The Question

A robotic arm working alongside a human on a factory floor, both illuminated by blue light

Every major wave of technology has triggered the same fear: that machines would take all the jobs. The spinning jenny threatened weavers. The steam engine threatened labourers. The computer threatened typists, bank tellers, and travel agents. In every case, the technology eliminated some jobs, created others, and left the economy larger than before. The optimists have been right — so far.

But there is a serious argument that this wave is different. Previous technologies replaced physical labour or narrow clerical tasks. AI can write, code, analyse, diagnose, advise, and reason. It can do, at scale and speed, things that previously required years of education and expensive human expertise. When the machine can do cognitive work, the historical playbook may not apply. By 2033, we predict the net job count from automation will be negative — even as the quality and pay of the jobs that survive and emerge will be higher than what was lost. That is a genuine economic gain and a genuine social crisis, simultaneously.

What the Evidence Shows

The World Economic Forum's Future of Jobs Report 2025 estimated that automation would displace 85 million jobs globally by 2025, while creating 97 million new ones — a net positive. But those numbers mask a critical asymmetry. The jobs being displaced are concentrated among lower-income workers: data entry clerks, call centre agents, paralegals, junior accountants, logistics coordinators. The jobs being created are concentrated among higher-income workers: AI trainers, prompt engineers, robotics technicians, data scientists, human-AI workflow managers. The gain and the loss are happening to different people.

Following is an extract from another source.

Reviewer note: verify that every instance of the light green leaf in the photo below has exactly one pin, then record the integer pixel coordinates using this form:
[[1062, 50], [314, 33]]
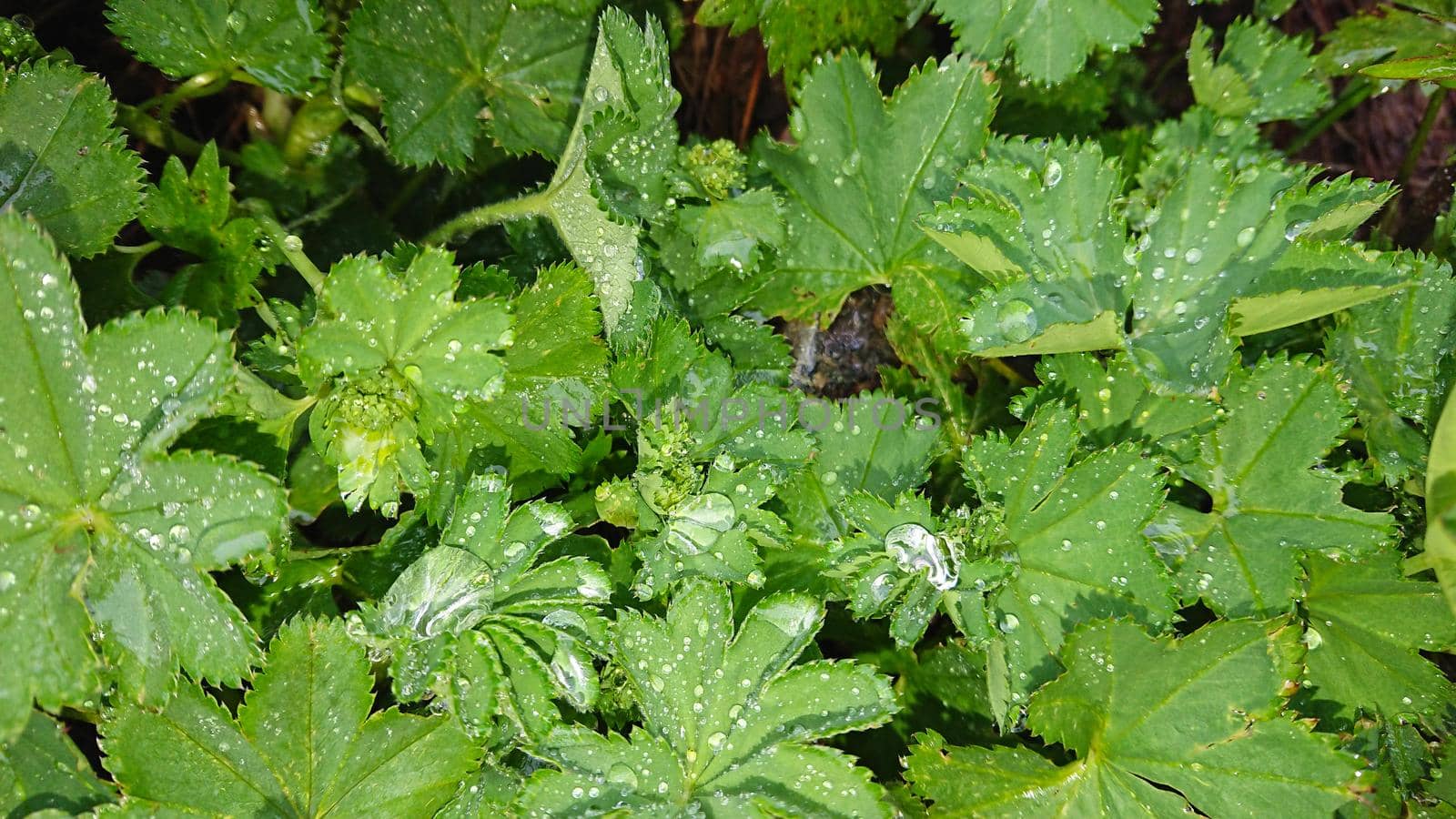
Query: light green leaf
[[399, 358], [89, 484], [191, 213], [863, 171], [485, 625], [1052, 43], [1270, 503], [1365, 627], [62, 159], [555, 368], [1198, 717], [440, 63], [1215, 259], [1392, 350], [1441, 503], [276, 41], [303, 743], [1075, 537], [727, 722], [1259, 75]]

In the US, the Bureau of Labor Statistics has tracked a hollowing out of middle-skill, middle-income jobs since the 1990s — a trend economists call "job polarisation." High-skill, high-wage jobs grew. Low-skill, low-wage service jobs grew. The middle collapsed. AI is accelerating this process dramatically. Law firms already use AI tools to handle document review work that previously employed armies of junior associates. Radiologists are seeing AI-assisted screening reduce the hours of routine work per scan. Even software engineers are writing less boilerplate code as AI handles more of the mechanical work.

"The jobs AI creates will pay more — but they will require skills that the workers AI displaces do not yet have and may not be able to acquire quickly."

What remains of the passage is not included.